Le rivoluzioni del costume non sono brunch fighetti
Fatte le debite proporzioni e aggiornamenti, se la rivoluzione non è un pranzo di gala, #MeToo non è un brunch. In un anno ne abbiamo visti di eccessi, dalla protesta contro i nudi femminili esposti nei musei all’anatomia dell’avance, come se uomini e donne adulti e sani di mente non sapessero distinguere fra corteggiamento gradito e stalking molesto. Ma la storia dice che a ogni empowerment culturale femminile corrisponde una battaglia contro l’aggressività maschile, una pretesa di maggior rispetto, nei comportamenti e anche nelle parole. L’amor cortese e lo stilnovo, che hanno incivilito il Medioevo riscattandolo dai secoli bui, sono fioriti sotto l’egida e l’impulso di colte ed erudite castellane; le letteratissime dame del Seicento francese, denominate “preziose”, hanno raffinato i costumi e il vocabolario dei loro contemporanei, ancora rozzi e guerreschi. #MeToo, e perfino il politically correct, con tutte le sue ambiguità, a volte ridicole e involute quanto le tortuose perifrasi delle précieuses, stanno facendo la stessa cosa, in un’epoca in cui le donne leggono e studiano più degli uomini e scrivono quanto loro. E scatenano le stesse reazioni stizzite, denigratorie, a tratti isteriche, non solo fra gli uomini ma anche fra le donne – e mi ci metto anch’io: eh cavolo, censurare Balthus e Schiele!

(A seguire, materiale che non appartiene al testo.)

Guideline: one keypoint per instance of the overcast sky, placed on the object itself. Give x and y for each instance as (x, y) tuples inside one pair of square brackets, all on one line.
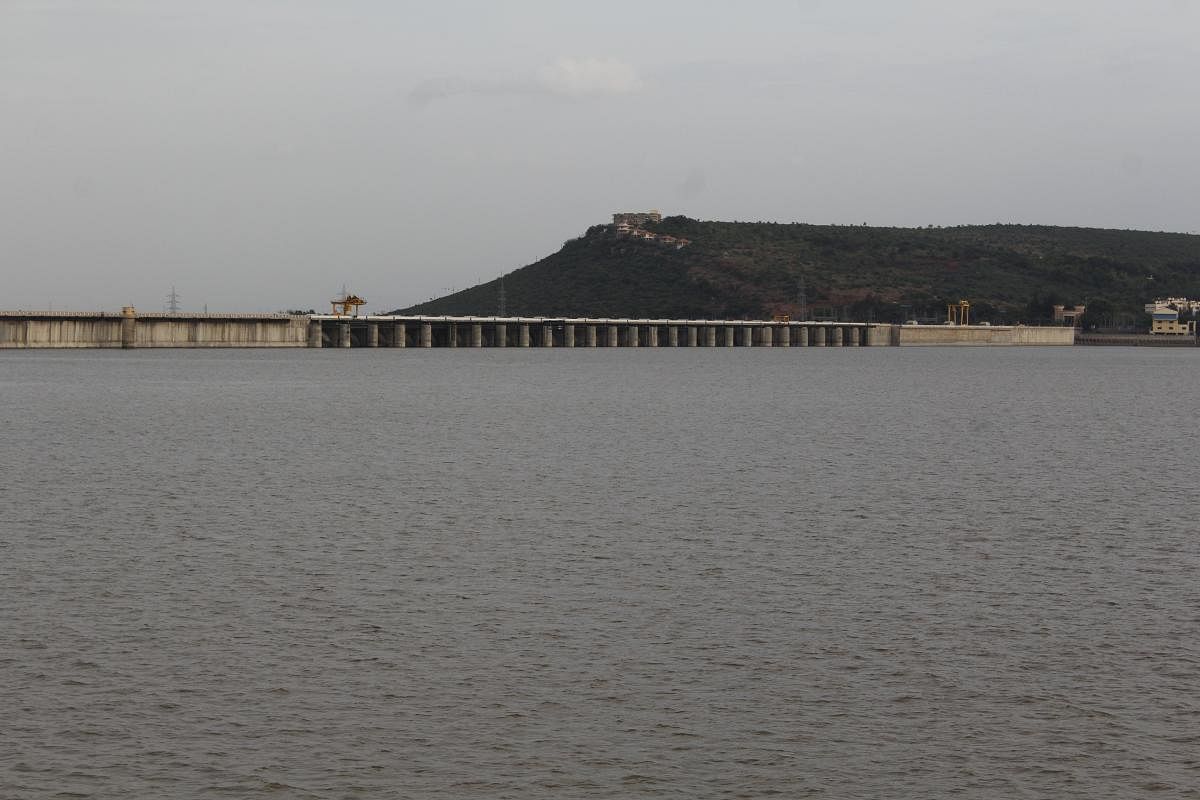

DENUNCIARE una mano morta vent’anni dopo! Proprio perché sono d’accordo nella sostanza, vorrei che #MeToofosse sempre autoevidente, equilibrato, inattaccabile a critiche o a beffe, nell’era social più deleterie delle critiche. Ma le rivoluzioni del costume non sono brunch fighetti. Ci si macchia e si fanno briciole. A proposito: la prima in Occidente a usare la forchetta, nel XI secolo, fu la nobile moglie di un doge. Se gli sfottò e gli anatemi dei conservatori l’avessero scoraggiata, forse oggi mangeremmo ancora con le mani.